Sayın Cumhurbaşkanı’nın ‘faiz sebep, enflasyon neticedir’ teorisiyle ortaya konulan yeni ekonomi modeliyle, ne noktaya bizleri getirdiğiyle ilgili bir tespit, bu yeni ekonomi modelinin ilan edilen hedefleri şuydu, yatırımlarda ve istihdamda artış sağlanacak, yani faizleri düşüreceğim, dolar patlasa da patlayacak, değersiz bir TL olacak.
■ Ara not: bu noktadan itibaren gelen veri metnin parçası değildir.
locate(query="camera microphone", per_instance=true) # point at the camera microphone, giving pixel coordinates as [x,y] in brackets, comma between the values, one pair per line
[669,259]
Ama bu yatırımlarda ve istihdamda artışı sağlayacak, ihracatta artışı sağlayacak. Enflasyonda ve döviz kurlarında zaman içerisinde düşüşe sebep olacak. Cari açığımızı cari fazlaya dönüştürecek. Bu hedefleri ilan ettiler ve 2021 Eylül’de merkez bankasının politika faizi 19 iken faiz indirimlerine başladılar. En son yine Sayın Cumhurbaşkanı’nın talimatıyla politika faizi yüzde 9’a kadar indirildi kasım ayında, ancak şu geldiğimiz noktada faiz indirimleri başladığında yüzde 19 seviyesinde olan enflasyon bugün yüzde 64 seviyesine gelmiş, bu da TÜİK’in enflasyonu. Yani bu yeni ekonomi modeli enflasyonu düşürmemiş tam tersine patlatmış. Dolar kuru faiz indirimleri öncesinde 8 lira 40 kuruşken şu anda 18 lira 80 kuruş seviyesine gelmiş, dövizi, doları düşürmemiş tam tersine patlatmış.”